The practical lesson is clear: limit the data and models you ingest from outside to trusted sources, and where possible switch to safe loading methods (formats that do not use pickle, or loading with safety checks enabled). On the same kind of AI platform, the feature store Feast also had a takeover via an unsafe restore step, and this "danger of the restore step" is a weakness shared across AI development tools. Inspecting the components and data you bring in is worth revisiting alongside the ideas in our OSS supply-chain scanner overview.
Has it been exploited?
As of now, there are no confirmed reports of this vulnerability being used in real attacks. CVE-2026-57516 is also not listed in the "Known Exploited Vulnerabilities (KEV)" catalog published by the U.S. cybersecurity agency CISA.
However, the vulnerability details and the fix are public. Distributing a poisoned dataset and waiting for a target to load it is a realistic supply-chain attack against AI development. "Not yet attacked" is not a reason to skip the update.
What to do now
The top priority is to update Ray to the fixed version 2.56.0 or later. Because it is distributed as a Python package, you can update it with something like pip install --upgrade ray. Check the latest version on the distribution page.
Beyond updating, it is safe to review your operations. First, limit the sources of the datasets and models you load to a trusted range. It is safest not to load, as-is, a .tar of unknown origin or a distribution containing pickle-format files (.pkl/.pt). Next, run training and data processing in an isolated environment with restricted network and file access, so that even if malicious code runs, the damage is contained. Running ingested models and data through a tool that inspects for embedded dangerous code is also effective.
Summary
CVE-2026-57516 is a vulnerability in the AI distributed-computing framework Ray where merely loading a malicious dataset (.tar) lets a program be hijacked on the server. The severity is a high CVSS 8.8; exploitation presupposes loading malicious data, but for AI development where ingesting public data and models is routine, it is a realistic threat. It affects versions before 2.56.0 and is fixed in the latest 2.56.0.

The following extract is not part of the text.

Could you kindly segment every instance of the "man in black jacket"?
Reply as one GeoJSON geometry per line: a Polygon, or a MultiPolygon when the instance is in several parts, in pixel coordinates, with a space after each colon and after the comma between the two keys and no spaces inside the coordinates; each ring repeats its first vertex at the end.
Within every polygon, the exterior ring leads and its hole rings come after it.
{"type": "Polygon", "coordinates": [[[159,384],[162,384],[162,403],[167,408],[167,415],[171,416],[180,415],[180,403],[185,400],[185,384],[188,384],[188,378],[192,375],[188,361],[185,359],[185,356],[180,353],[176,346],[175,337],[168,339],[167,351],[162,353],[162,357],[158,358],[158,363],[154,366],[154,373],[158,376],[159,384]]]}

What you cannot overlook is that Ray has repeatedly shipped RCE via unsafe restoration across its data-loading paths. Rather than calling it done after this update, treat data and models ingested from outside as "things that may execute," and shift your operations toward limiting sources and running in isolated environments. Start by checking, right now, whether your environment's Ray is on 2.56.0 or later.